NYTimes has a nice profile of Nick Denton’s efforts to build a “nanomedia” business:
Mr. Denton’s blogging venture runs on a shoestring. He employs three writers, one for each blog, who “are not paid much.” And he depends almost solely on good buzz for marketing. His tiny advertising budget consists of spending several hundred dollars to buy ads tied to certain keywords on Google’s search engine.
The way Mr. Denton determines the theme of his blogs has less to do with his own personal interests than with the demands of the market, as determined by Google. He relies on Google’s AdSense program, which pays Web sites to publish text ads matched to the pages’ content, for the bulk of his revenue. As a result, he picks blog subjects based on the rate Google pays for clicks on ads in specific topic areas. Among the topics of blogs he plans to start this year are computer gaming, travel and politics.

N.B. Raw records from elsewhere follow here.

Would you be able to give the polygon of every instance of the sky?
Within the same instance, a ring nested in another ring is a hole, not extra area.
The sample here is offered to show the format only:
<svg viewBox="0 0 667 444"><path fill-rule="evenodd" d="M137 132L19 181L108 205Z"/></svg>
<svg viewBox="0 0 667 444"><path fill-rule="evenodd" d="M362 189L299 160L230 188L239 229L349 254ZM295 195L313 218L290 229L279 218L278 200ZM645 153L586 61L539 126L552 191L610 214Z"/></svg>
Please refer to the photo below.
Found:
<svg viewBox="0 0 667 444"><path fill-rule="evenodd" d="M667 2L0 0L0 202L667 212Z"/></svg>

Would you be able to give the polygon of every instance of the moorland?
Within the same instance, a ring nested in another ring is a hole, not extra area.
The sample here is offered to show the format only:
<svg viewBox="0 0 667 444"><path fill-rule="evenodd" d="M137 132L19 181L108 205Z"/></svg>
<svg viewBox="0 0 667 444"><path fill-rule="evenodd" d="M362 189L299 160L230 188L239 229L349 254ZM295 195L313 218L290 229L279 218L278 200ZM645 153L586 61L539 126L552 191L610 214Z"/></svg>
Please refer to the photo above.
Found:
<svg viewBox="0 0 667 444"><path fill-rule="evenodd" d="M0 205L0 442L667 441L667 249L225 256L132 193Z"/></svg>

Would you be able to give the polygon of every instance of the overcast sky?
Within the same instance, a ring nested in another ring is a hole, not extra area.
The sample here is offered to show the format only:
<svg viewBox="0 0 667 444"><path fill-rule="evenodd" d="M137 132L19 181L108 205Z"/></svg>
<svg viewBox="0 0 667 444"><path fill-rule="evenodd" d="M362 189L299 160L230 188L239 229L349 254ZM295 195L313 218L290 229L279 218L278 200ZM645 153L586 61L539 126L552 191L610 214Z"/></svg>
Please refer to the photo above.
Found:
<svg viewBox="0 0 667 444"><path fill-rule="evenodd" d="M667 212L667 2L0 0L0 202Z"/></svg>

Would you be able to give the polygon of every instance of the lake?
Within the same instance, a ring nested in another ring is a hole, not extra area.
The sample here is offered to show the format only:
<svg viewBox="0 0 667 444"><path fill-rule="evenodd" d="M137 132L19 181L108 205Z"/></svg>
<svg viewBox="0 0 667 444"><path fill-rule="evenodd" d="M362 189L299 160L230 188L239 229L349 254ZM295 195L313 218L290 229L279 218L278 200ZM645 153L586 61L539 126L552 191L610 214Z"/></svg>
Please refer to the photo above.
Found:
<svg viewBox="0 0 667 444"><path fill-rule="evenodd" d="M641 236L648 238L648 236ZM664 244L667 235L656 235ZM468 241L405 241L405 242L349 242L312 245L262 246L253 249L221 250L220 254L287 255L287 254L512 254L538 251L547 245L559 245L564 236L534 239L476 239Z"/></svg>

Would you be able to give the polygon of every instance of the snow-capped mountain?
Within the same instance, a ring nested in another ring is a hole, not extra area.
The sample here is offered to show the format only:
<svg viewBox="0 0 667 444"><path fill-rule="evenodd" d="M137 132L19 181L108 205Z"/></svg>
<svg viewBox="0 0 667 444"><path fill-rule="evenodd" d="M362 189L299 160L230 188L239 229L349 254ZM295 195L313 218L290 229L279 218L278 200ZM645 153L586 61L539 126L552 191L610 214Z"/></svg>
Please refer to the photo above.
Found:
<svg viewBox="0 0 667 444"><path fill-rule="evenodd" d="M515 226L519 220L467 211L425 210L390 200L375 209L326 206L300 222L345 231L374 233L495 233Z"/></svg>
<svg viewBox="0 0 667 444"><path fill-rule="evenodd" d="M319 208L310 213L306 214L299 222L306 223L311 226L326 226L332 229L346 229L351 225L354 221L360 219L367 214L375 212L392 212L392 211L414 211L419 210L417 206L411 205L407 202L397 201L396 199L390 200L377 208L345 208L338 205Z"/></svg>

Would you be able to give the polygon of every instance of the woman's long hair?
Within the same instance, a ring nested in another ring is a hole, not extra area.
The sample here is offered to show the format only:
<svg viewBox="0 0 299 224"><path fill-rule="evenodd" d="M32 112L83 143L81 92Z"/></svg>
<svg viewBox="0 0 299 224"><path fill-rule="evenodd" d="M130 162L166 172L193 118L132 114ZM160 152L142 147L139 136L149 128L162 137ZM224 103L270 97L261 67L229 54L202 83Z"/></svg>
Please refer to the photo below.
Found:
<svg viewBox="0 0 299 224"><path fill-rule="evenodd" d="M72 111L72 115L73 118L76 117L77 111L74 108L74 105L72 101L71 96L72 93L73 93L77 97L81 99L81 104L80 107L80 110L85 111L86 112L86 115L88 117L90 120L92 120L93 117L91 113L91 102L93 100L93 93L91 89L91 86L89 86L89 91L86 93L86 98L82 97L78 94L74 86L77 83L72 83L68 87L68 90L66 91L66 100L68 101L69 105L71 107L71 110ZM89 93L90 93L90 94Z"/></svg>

“The rise of Google’s AdSense and related automatically targeted ad servers really suits narrowly focused blogs,” said Chris Anderson, editor in chief of Wired magazine. “It provides a way for niche media and niche advertising to find each other, with virtually no human intervention required.”
Mr. Denton is thinking about how to expand the blog market, perhaps by creating product-focused blogs for major marketers. His next big project is a site called Kinja, which is supposed to be the blog of all blogs, compiling the best of Web log writing from thousands of different blogs.
Nick Denton had earlier founded Moreover and First Tueday.